BFH: Entgelt für Werbung des Arbeitgebers auf dem Kennzeichenhalter des privaten PKW des Arbeitnehmers als Arbeitslohn
- Ein Entgelt für Werbung des Arbeitgebers auf dem Kennzeichenhalter des privaten PKW des Arbeitnehmers ist durch das Arbeitsverhältnis veranlasst und damit Arbeitslohn, wenn dem mit dem Arbeitnehmer abgeschlossenen "Werbemietvertrag" kein eigenständiger wirtschaftlicher Gehalt zukommt.
- Ist das für die Werbung gezahlte Entgelt als Arbeitslohn zu beurteilen, scheidet eine überwiegend eigenbetriebliche Veranlassung der Zahlung regelmäßig aus.
EStG § 42d Abs. 1 Nr. 1, § 19 Abs. 1 Satz 1 Nr. 1, § 22 Nr. 3
FGO § 96 Abs. 2
GG Art. 103 Abs. 1
BFH-Beschluss vom 21.6.2022, VI R 20/20; SIS 22 18 61 (veröffentlicht am 3.11.2022)
Vorinstanz: FG Münster vom 3.12.2019, 1 K 3320/18 L = SIS 19 21 33
I. Streitig ist, ob ein von der Klägerin und Revisionsklägerin (Klägerin) an Teile ihrer Mitarbeiter gezahltes Entgelt für die Anbringung eines mit Werbung versehenen Kennzeichen­halters am privaten PKW der Lohnsteuer unterliegt.

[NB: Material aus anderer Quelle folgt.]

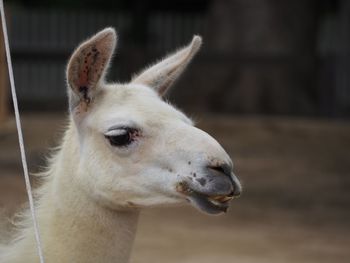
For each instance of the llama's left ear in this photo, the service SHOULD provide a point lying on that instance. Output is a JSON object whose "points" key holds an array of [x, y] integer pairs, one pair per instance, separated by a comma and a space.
{"points": [[163, 74], [88, 65]]}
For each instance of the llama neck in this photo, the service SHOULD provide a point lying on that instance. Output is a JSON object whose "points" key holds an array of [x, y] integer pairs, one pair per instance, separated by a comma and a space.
{"points": [[86, 231]]}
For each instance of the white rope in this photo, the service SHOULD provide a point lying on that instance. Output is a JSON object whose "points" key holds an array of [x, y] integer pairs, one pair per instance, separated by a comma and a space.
{"points": [[19, 131]]}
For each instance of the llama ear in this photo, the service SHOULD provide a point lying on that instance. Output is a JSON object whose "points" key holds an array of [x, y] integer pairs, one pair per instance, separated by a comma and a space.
{"points": [[162, 75], [88, 65]]}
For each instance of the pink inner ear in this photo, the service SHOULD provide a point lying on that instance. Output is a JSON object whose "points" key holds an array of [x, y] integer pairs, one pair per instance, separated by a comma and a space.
{"points": [[90, 67]]}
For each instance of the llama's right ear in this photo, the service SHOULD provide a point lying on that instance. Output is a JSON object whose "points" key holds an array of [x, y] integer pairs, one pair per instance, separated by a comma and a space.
{"points": [[88, 65]]}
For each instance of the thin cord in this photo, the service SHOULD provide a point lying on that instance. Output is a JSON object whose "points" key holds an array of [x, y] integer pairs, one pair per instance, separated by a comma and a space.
{"points": [[20, 136]]}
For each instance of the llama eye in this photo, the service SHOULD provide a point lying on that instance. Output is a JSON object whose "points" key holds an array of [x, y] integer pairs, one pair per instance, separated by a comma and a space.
{"points": [[120, 137]]}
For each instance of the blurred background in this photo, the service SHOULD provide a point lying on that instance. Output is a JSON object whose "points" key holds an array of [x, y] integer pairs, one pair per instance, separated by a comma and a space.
{"points": [[272, 84]]}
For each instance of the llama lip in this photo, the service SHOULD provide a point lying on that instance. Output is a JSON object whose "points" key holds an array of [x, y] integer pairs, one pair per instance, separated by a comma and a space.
{"points": [[215, 204]]}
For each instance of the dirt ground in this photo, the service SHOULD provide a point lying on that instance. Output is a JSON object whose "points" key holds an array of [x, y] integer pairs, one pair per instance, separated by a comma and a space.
{"points": [[295, 206]]}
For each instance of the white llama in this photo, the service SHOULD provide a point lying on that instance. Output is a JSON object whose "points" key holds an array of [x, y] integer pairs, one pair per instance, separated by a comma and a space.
{"points": [[124, 149]]}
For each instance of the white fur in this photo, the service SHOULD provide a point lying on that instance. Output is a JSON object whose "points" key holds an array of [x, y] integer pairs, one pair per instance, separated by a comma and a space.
{"points": [[88, 205]]}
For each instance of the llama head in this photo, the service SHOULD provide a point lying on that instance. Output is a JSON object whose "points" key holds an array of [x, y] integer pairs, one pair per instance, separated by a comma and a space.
{"points": [[135, 149]]}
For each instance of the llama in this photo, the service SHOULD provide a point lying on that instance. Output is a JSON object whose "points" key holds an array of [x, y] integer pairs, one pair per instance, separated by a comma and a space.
{"points": [[124, 149]]}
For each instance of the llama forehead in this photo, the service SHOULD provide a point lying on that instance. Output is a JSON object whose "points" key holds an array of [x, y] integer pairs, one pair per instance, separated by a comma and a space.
{"points": [[134, 105]]}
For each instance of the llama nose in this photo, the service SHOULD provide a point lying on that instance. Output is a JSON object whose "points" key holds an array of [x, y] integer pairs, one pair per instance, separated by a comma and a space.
{"points": [[225, 169]]}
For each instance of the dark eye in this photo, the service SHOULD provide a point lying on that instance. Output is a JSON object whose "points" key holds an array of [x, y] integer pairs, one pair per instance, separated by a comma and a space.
{"points": [[121, 137]]}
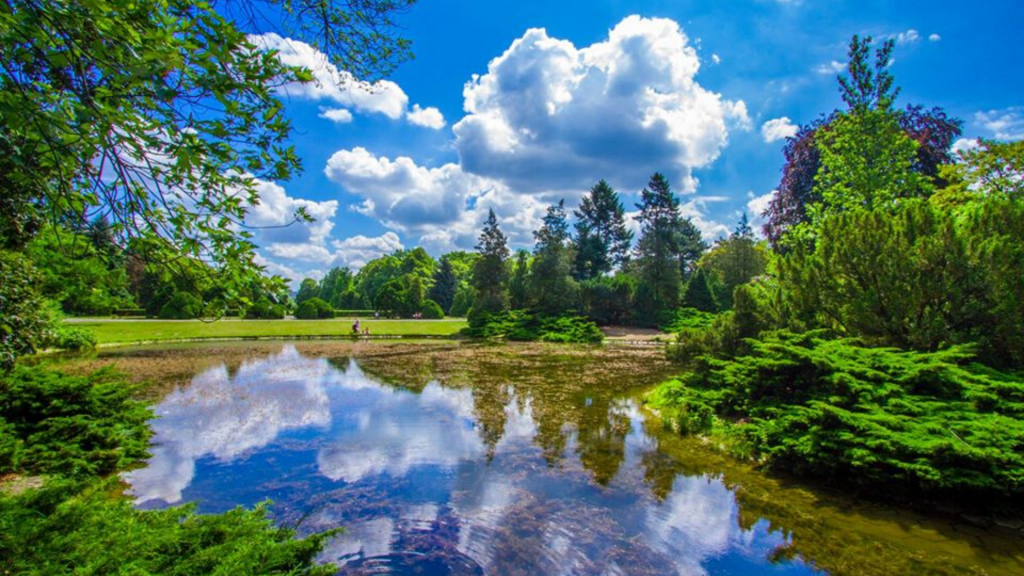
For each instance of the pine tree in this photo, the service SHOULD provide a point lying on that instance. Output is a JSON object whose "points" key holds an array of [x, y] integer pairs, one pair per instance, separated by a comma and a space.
{"points": [[657, 251], [518, 288], [445, 285], [698, 294], [552, 288], [488, 272], [602, 240]]}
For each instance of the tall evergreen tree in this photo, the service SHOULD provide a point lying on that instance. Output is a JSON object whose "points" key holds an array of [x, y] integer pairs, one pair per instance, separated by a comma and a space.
{"points": [[552, 288], [488, 272], [518, 286], [657, 251], [602, 241], [445, 285]]}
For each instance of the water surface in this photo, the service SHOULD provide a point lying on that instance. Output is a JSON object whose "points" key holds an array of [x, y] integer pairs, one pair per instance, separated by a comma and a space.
{"points": [[488, 462]]}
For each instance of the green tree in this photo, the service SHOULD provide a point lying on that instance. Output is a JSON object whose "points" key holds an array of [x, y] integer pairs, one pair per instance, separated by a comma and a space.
{"points": [[698, 293], [518, 284], [657, 251], [602, 241], [488, 272], [445, 285], [308, 289], [552, 289]]}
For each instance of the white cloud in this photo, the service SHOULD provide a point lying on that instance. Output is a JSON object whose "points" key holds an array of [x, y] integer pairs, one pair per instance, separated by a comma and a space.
{"points": [[965, 145], [1006, 124], [442, 206], [339, 115], [427, 117], [908, 37], [777, 129], [332, 84], [834, 67], [550, 116]]}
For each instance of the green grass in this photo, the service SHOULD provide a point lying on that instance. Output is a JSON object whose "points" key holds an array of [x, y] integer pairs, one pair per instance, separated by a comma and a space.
{"points": [[122, 331]]}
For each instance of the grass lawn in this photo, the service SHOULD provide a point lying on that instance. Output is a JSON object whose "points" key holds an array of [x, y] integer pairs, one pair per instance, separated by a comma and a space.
{"points": [[120, 331]]}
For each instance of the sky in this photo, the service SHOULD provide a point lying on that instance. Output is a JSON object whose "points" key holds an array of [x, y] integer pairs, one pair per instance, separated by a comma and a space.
{"points": [[514, 106]]}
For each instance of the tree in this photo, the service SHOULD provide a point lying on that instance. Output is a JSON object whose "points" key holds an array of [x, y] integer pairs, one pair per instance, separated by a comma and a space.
{"points": [[602, 241], [552, 289], [866, 88], [657, 250], [518, 286], [308, 289], [488, 272], [445, 285]]}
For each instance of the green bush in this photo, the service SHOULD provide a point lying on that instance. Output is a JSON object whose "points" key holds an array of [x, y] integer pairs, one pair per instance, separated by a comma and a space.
{"points": [[432, 311], [73, 425], [314, 309], [910, 422], [182, 305], [520, 325], [73, 338], [687, 318]]}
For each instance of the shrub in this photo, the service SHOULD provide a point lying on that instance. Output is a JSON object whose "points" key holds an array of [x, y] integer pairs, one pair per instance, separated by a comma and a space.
{"points": [[73, 338], [432, 311], [520, 325], [912, 421], [182, 305], [73, 425], [314, 309]]}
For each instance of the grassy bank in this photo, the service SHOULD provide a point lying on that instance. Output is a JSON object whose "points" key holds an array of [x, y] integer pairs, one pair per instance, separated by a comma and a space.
{"points": [[123, 331]]}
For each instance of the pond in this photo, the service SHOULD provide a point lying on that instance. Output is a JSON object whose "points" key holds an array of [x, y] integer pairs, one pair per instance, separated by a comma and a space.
{"points": [[505, 460]]}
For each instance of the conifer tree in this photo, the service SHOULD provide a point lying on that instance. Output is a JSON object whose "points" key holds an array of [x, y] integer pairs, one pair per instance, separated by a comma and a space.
{"points": [[602, 241], [552, 288], [488, 272]]}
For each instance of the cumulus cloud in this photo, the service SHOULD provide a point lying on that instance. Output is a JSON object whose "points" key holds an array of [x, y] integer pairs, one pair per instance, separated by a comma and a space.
{"points": [[336, 85], [777, 129], [1007, 124], [909, 37], [834, 67], [442, 206], [338, 115], [550, 116], [427, 117]]}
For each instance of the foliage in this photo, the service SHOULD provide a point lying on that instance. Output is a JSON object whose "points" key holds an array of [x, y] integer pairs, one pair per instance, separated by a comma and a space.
{"points": [[658, 250], [182, 305], [445, 285], [602, 241], [266, 310], [308, 289], [166, 123], [314, 309], [521, 325], [914, 421], [431, 311], [688, 318], [869, 91], [72, 338], [923, 278], [698, 293], [24, 324], [552, 289], [463, 302], [608, 299], [488, 272], [74, 426], [59, 529]]}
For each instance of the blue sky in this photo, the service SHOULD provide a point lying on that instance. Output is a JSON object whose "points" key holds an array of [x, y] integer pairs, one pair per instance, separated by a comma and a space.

Die Klägerin ist ein mittelständisches Unternehmen im Bereich ... Sie schloss mit einer Vielzahl ihrer Mitarbeiter als "Mietvertrag Werbefläche" bezeichnete Verträge ab, in welchen sich die Mitarbeiter dazu verpflichteten, von der Klägerin zur Verfügung gestellte, mit einem Werbeschriftzug versehene Kennzeichen­halter an ihren privaten PKW anzubringen. Im Gegenzug erhielten die Mitarbeiter ein jährliches Entgelt in Höhe von 255 €. Die Verträge waren auf die Dauer des Arbeitsverhältnisses befristet und konnten von jeder Vertragspartei mit einer Frist von zwei Monaten gekündigt werden.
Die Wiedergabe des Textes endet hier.